When we first heard about the call for re-registration of vehicles in August this year, we were made to believe that the move was meant to facilitate for online payments of road tax. In our view, that was a welcome move because, indeed, the queues at the Road Transport and Safety Agency (RTSA) can be really annoying.

A person with a day job cannot succeed to take a 30-minute break and rush to RTSA for tax payment. If it’s a new car registration, someone has to be there literally the whole day. In many cases, when you find there are no queues at RTSA, it means two things; their system is down or there is no network. So, introducing an online payment mechanism that would eliminate all the hustle and bustle sounded like a progressive move.

But like is the case with many other policy decisions coming out of this government, the trickery was hidden in the detail. We were fooled into thinking that this car re-registration exercise was going to be at government expense. Now that it has been revealed that car owners will have to pay for the re-registration before paying for road tax, government has come up with all sorts of senseless justifications.

We could not believe the words that were coming out of Transport and Communications Minister, Brian Mushimba, as he tried to justify this extra toll on motorists. In fact, his explanation went far into detail, exposing the weaknesses and redundancy of some government institutions and their mandates.

“The reason for the exercise is this, as a country, we have a requirement for census for the people and for other strategic assets for national planning purposes. We are supposed to have a census on the vehicles every 10 years. But we have not done that since the 70s. So, as we speak today, we don’t know the number of vehicles we have in this country. So, government cannot plan properly; the roads that we need to have and the fly-over bridges they need to design because of the traffic volume that we have in the country. So, that’s number one,” said Honourable Mushimba.

“Secondly, we have struggled with criminalities being committed using vehicles and what we’ve discovered is that when someone commits a crime and the police get their number plate, when they go to RTSA to run it, that number is a clone number plate, it’s a duplicate and does not probably exist in the RTSA system. So, what RTSA is doing is to adopt technology in reading number plates biometrically, using the Radio Frequency Identification (RFID). What it means is that if your vehicle is stolen, within a very short period of time, it will be tracked.”
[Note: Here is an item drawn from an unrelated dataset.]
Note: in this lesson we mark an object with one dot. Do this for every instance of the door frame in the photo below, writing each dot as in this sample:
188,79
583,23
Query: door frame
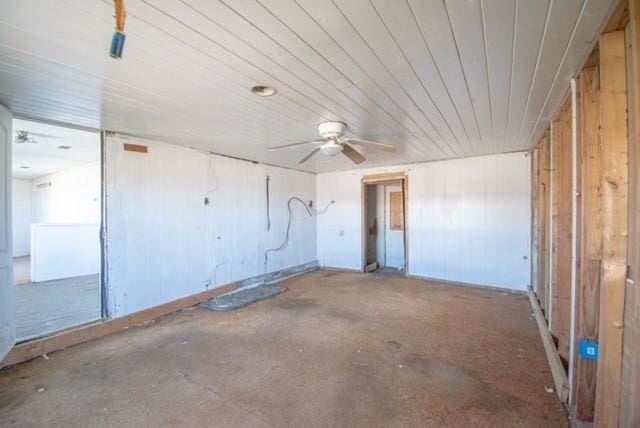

Let’s just go back to “as we speak today, we don’t know the number of vehicles we have in this country, and so government cannot plan properly for the roads.” We are not sure whether the Minister was trying to make us understand how incompetent RTSA is, that it doesn’t keep records of the cars it registers or he meant to reveal that the statistics that Mr Zindaba Soko gives to the public are fake.

It was exceedingly disappointing to hear the Minister declare government’s ignorance on the number of cars that citizens are bringing into the country, and it was even more annoying to hear government’s plans to make people pay in order for the system to get this information.

We feel disappointed because this should be the easiest data to capture, really. As far as we are concerned, three State institutions should have this data on the fingertips: RTSA, the Zambia Revenue Authority (ZRA) and the INTERPOL Department at Police Force headquarters. With the introduction of tollgates, the Road Development Agency (RDA) and the National Road Fund Agency (NRFA) can actually give supplementary data on car records because they capture all vehicles that pass through their facility.

If these government institutions are so incompetent that they cannot capture this simple data with the existing mechanisms, as the Minister is suggesting, how can the people of Zambia expect that their stolen motor vehicle will be captured and brought back? Let’s not forget that we are talking about a country where robberies occur right at the police stations, in full view of armed officers. How can such a police service track down a stolen car in Nchelenge? And if we may ask, what would the people do if they paid for this service, and government failed to find their stolen car?

Look, Honourable Minister, save your energy because we already get it; this vehicle re-registration exercise is just another money-making venture that the government has identified. It is not any different from the toll plazas, Internet calling tax, national health insurance scheme, borehole levy and withholding tax on people’s rented property, among many other syphoning tricks.

This is what happens when a government spends money that it doesn’t have; it resorts to extorting from its own citizens! This trend of syphoning money from people will not end because this government is very arrogant with borrowing. They can see clearly that citizens are bleeding from all these taxes, but they keep increasing the cash burden.

If the Minister insists that this is not another money-making trick by the government, then it leaves us with no option but to speculate that perhaps the system simply wants to install the so-called biometric chip so that they can track down the movements of targeted political foes; otherwise, the census excuse is total nonsense!

So, we are sorry Honourable, but you have failed us once again. In our view, you must sit down and tell us how far you have gone in phasing out small commuter minibuses as you promised, because the 2019 deadline you talked about is knocking.